This collection has been updated with games from 2021 to 2025-05. The number of games has approximately doubled, from 27 to 56 million games.
It’s available in the same formats as before, on my website (link on first post):
- JSON (one per line) of each game, unmodified from OGS
- SGF files (one per game), in .tar.gz files. There are two downloads – one organized by date, one by player. Bots are excluded from the player collection
- Uploaded games (0.7% of games) are excluded temporarily because I discovered a privacy concern, but they’ll be up eventually
I’ve made a best effort to fix any problems people mentioned to me the first time around. Weird names shouldn’t cause any bugs, and I think ranks in the SGFs should match the ones displayed on OGS now. (“[?]” rank will display as OGS’s best guess at the time)
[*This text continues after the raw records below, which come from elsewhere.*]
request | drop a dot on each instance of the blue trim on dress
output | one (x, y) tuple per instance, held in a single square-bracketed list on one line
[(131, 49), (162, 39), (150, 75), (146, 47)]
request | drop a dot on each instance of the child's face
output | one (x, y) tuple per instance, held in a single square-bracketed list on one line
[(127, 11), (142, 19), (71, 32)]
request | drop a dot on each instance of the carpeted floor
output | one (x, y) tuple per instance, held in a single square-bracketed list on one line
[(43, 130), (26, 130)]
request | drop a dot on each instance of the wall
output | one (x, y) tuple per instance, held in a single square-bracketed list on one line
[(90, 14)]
Feel free to report (or fix) any problems over at GitHub - za3k/ogs: Crawl online-go.com and package up the results for the public , which includes the crawler and SGF converter code.
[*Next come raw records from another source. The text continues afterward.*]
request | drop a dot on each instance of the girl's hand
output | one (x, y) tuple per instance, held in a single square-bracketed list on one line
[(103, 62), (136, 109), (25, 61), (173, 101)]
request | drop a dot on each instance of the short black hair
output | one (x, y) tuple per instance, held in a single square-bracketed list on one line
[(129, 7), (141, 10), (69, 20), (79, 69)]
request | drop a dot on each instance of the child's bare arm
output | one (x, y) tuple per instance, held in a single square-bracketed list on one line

As before, I probably don’t have a lot of time to answer “how do I…” questions on what to do with the data once you have it. But I’ll keep an eye out if people spot any problems in the actual dataset (missing games, wrong ranks, that kind of stuff).
Everything is a bit more streamlined now, so hopefully I can keep things up to date more going forward.
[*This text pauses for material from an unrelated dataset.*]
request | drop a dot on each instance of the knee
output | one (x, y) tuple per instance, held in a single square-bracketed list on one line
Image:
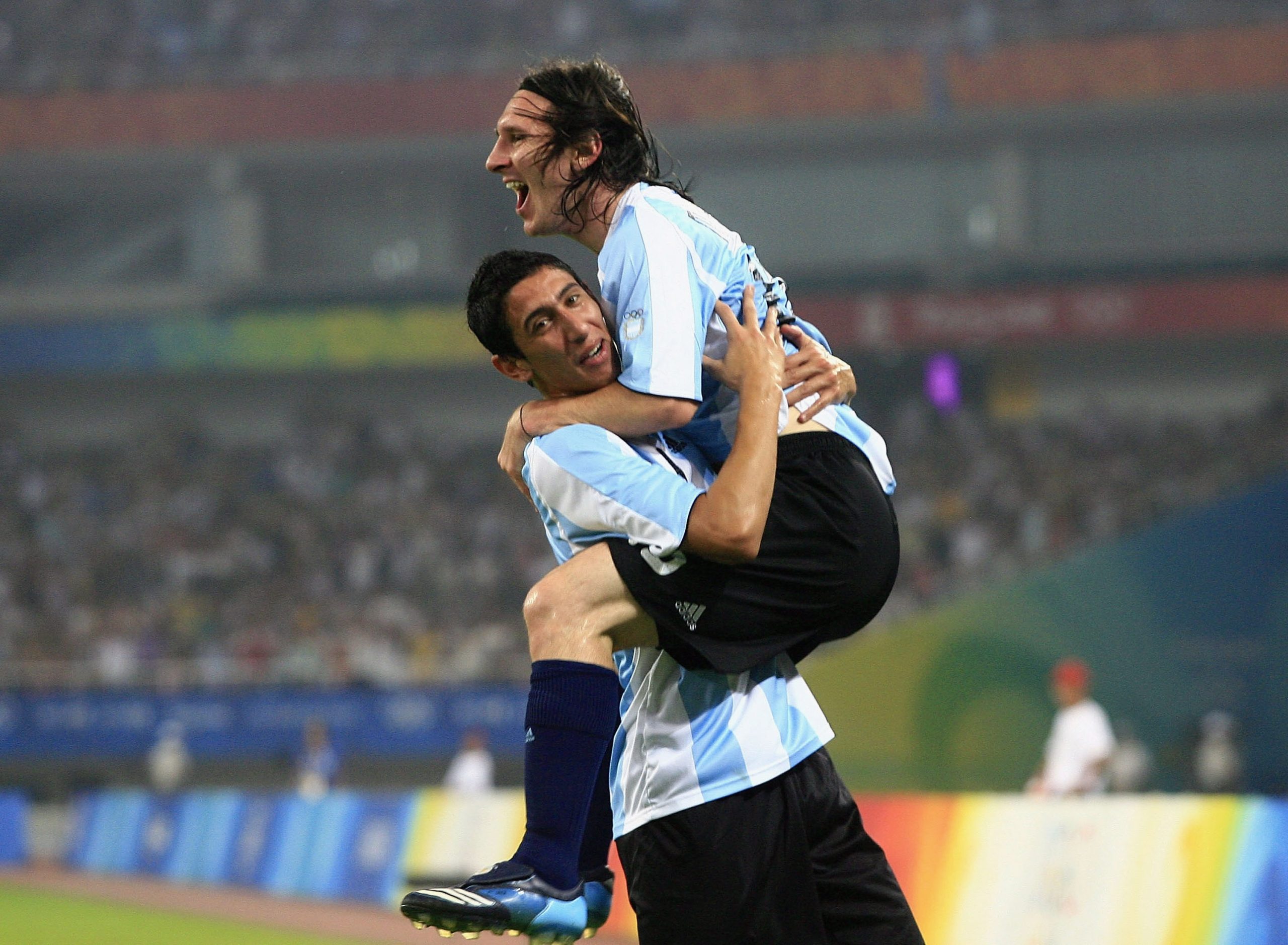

Thanks to hexahedron, anoek, siimphh for help on this update!
P.S. If a mod could update the top post with the updated year range that would be great (they apply to the za3k.com link but not the internet archive, which is still stuck in 2021 for now). Also copy+paste the github link I guess?
P.P.S. @anoek you or other OGS devs might find this list of interest – all of these database entries appeared to me to have some problem with them ogs/game-blacklist.txt at master · za3k/ogs · GitHub . The most common is a winner who isn’t one of the players.